While such testimony would clearly be relevant to the question of functionality in the trade dress context, it doesn't have the same bearing on design patent functionality.  Even assuming that the design of the '132 Patent was perfect (i.e. it provided the most potential refraction), the luster of the gem is not a function in the design patent context, it is an aesthetic effect.  All designs are intended to be as pleasing as possible, using the fundamental elements of human perception - color, brightness, texture, shape, etc.  Perfecting the perception of a design is inherently aesthetic, not functional, and Chief Judge Preska correctly granted summary judgment of non-functionality on this basis:
This argument incorrectly blurs the distinction between ornamental and functional designs. Admittedly, Wong sometimes described the design of the ‘132 Patent in language that superficially might suggest a functional design. He admitted that his design “performed the best” and stated that he used a light box to test various arrangements in search of the “best refraction.” (Wong Dep. Tr., at 74:4-9.) But these statements do not change the fact that the ultimate purpose of the ‘132 Patent design is to have a pleasing appearance—a quintessentially ornamental purpose.

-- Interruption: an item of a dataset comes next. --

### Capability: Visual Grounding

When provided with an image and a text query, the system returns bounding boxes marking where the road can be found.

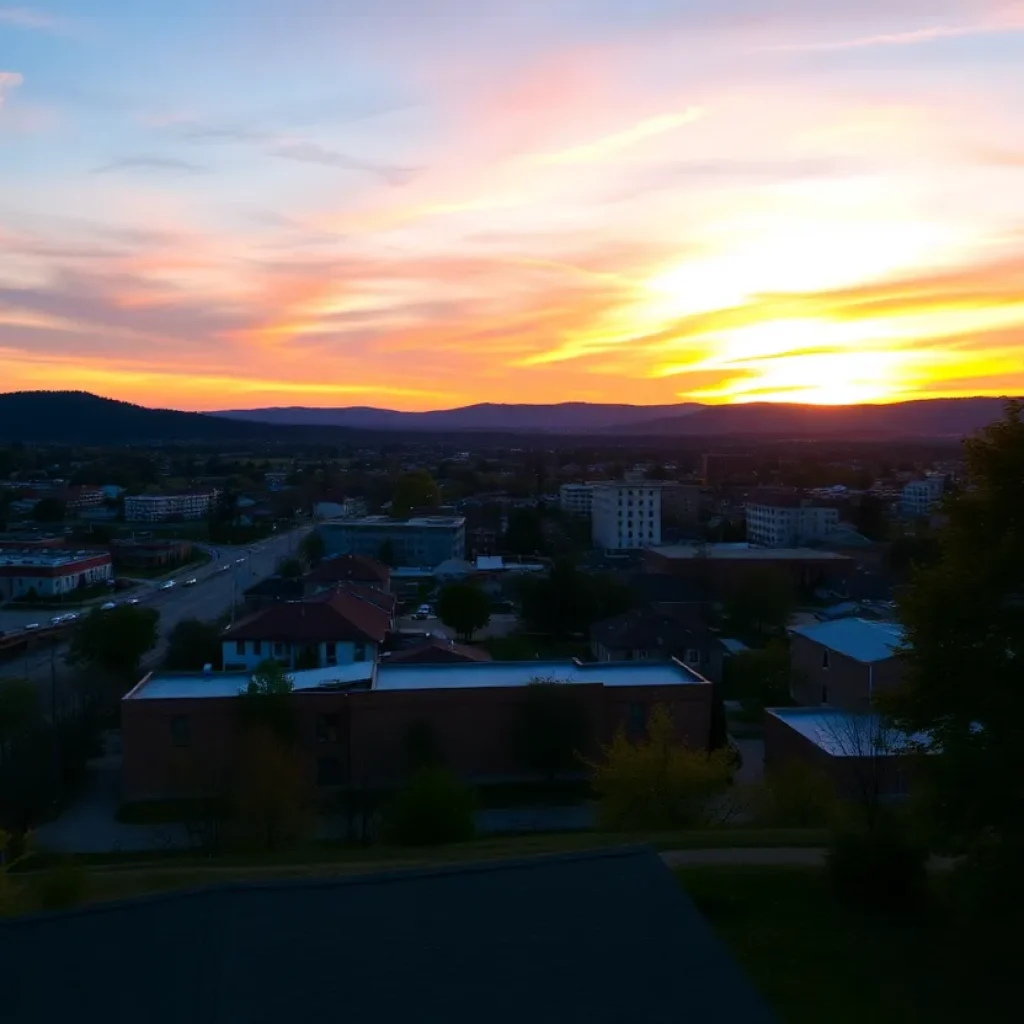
[0,526,311,690]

Simply because an inventor experiments with alternative designs or uses rudimentary tools and tests does not mean the resulting design is functional. Presumably, most designs are developed not on a whim but rather through some process of trial and error—whether by using a light box, consumer surveys, or simply taking a few steps back and squinting at the design from a distance. The relevant inquiry is the nature of the design, not how the design was developed. Here, the design of the ‘132 Patent is unquestionably ornamental—it is cluster of diamonds arranged solely to be pleasing to the eye.
Prestige Jewelry v. BK Jewelry, No. 1:11-cv-02930, at 32-33 (S.D.N.Y. Sept. 15, 2014).

As Chief Judge Preska reasoned, design patent functionality has nothing to do with a scientific design process.  Functionality depends on whether the article of manufacture has a utilitarian function, and whether the design claimed in the patent is dictated by that utilitarian function.  

There are lots of other great design patent nuggets in Chief Judge Preska's decision, including claim construction, reexamination, obviousness, infringement, and prior art.  It will be interesting to see what happens at the trial in this case.  Non-infringement may depend on how well the jury can distinguish between single-cut and full-cut diamonds so jury selection will be key.  We will keep an eye on this interesting saga, which is drawing to a close, and provide an update after trial.